It is, however, a difficult task to precisely define from the material described in 24 publications whether combinations of KTS and spinal arteriovenous malformation (AVM) exist or can be ruled out. The statement capability of a meta-analysis, which usually can confirm modifications or trends, thus appears overtaxed. Likewise, mention of the clinical or radiologic data of 208 patients at the Vascular Anomalies Center at Children's Hospital Boston, when these data are not presented, is not suitable to support the central statement of the article that in principle, no combination of KTS and spinal AVMs exists. The Boston patient data leave unanswered the decisive question of which imaging diagnostics were used to rule out spinal AVMs.

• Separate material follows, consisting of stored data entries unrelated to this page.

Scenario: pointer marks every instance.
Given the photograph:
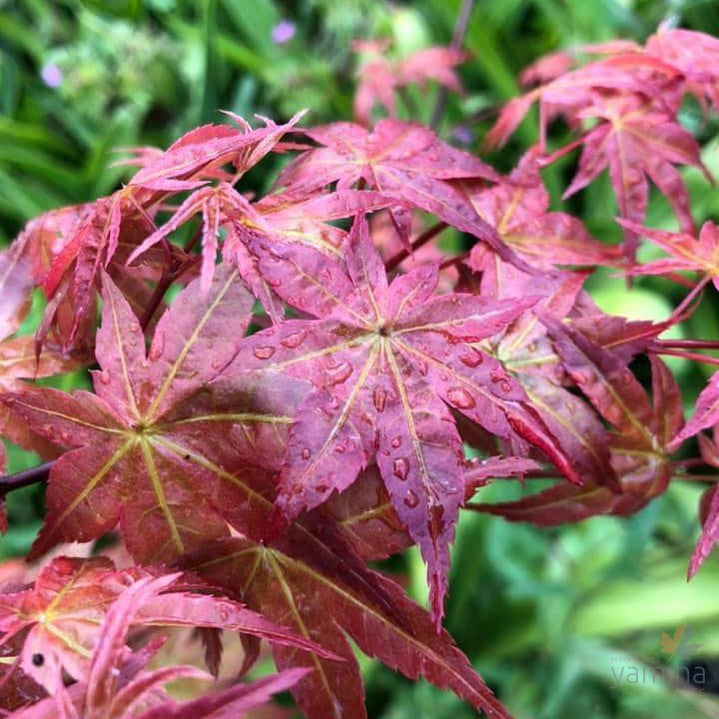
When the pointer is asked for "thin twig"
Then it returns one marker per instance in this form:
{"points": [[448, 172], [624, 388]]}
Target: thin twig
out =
{"points": [[167, 278], [460, 30], [422, 240], [690, 356], [34, 475], [690, 344]]}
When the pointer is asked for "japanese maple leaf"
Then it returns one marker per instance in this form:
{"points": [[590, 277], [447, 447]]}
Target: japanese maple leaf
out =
{"points": [[201, 153], [639, 443], [518, 209], [686, 251], [403, 160], [696, 54], [116, 683], [311, 578], [380, 79], [525, 350], [620, 75], [636, 142], [387, 360], [152, 445], [18, 356], [276, 217], [64, 610]]}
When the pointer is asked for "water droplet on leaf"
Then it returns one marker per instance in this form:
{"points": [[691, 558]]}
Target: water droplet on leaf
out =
{"points": [[400, 468], [411, 499], [263, 352], [460, 398], [379, 397], [294, 340]]}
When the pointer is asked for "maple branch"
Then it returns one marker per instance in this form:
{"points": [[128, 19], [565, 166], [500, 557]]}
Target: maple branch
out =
{"points": [[168, 277], [696, 477], [690, 355], [454, 261], [460, 30], [690, 344], [422, 240], [682, 306], [34, 475]]}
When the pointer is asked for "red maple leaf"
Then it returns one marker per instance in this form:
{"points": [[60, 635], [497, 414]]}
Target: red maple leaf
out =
{"points": [[153, 445], [387, 360]]}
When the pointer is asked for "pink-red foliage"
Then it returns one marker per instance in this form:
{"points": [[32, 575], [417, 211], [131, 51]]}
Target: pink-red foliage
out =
{"points": [[302, 407]]}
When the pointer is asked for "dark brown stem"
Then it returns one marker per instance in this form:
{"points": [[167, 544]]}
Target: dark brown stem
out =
{"points": [[460, 30], [422, 240], [454, 260], [691, 296], [25, 478], [167, 278], [192, 242]]}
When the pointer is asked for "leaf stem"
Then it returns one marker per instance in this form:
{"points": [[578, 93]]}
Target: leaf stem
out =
{"points": [[690, 344], [689, 355], [460, 30], [25, 478], [422, 240]]}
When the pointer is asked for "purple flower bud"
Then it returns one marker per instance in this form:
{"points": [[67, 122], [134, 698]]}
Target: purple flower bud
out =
{"points": [[283, 32], [51, 75]]}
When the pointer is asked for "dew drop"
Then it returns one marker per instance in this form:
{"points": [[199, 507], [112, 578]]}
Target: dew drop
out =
{"points": [[379, 397], [340, 373], [158, 347], [471, 357], [460, 398], [410, 499], [263, 352], [400, 468], [294, 340]]}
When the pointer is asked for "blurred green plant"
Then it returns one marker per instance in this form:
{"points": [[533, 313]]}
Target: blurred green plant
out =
{"points": [[548, 613]]}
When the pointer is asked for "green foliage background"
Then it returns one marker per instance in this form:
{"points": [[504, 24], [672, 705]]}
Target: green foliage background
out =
{"points": [[551, 618]]}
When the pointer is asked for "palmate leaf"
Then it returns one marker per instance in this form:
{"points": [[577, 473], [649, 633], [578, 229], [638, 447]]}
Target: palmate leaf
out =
{"points": [[623, 74], [686, 252], [404, 161], [639, 443], [153, 445], [518, 209], [280, 218], [312, 579], [63, 612], [387, 361], [200, 153], [636, 142], [380, 79], [116, 684]]}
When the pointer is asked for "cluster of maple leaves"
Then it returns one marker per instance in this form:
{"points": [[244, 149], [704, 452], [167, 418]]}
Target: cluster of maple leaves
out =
{"points": [[304, 407]]}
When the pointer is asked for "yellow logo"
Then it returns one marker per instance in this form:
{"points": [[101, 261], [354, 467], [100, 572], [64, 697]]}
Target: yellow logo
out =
{"points": [[678, 643]]}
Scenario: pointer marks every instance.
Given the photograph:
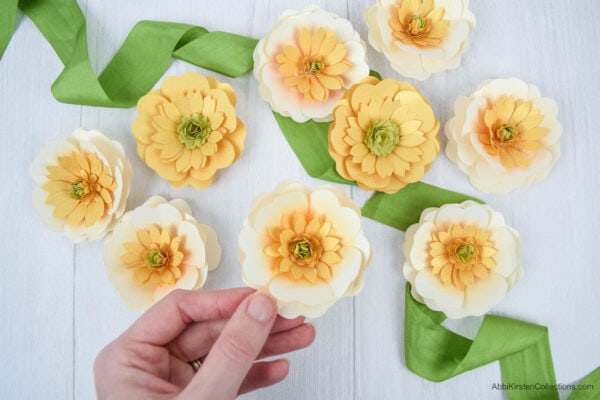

Our own case report2 confirms, in my opinion, that KTS may be combined with spinal AVMs in the form of a Klippel-Trénaunay-Weber syndrome. Our patient presented all criteria of KTS, such as port-wine stain, congenital varices, lymphatic edema, and hypertrophy of soft tissue and of a lower extremity with additional extensive intraspinal and paraspinal AVMs (Fig 1 ). The observations of >16 years to date after embolization of 17 spinal (T7-L5) and paraspinal feeding arteries in this patient shows a largely normal physical development without exponential growth of the affected leg (Fig 2 after 5-year follow-up).

Fig 1.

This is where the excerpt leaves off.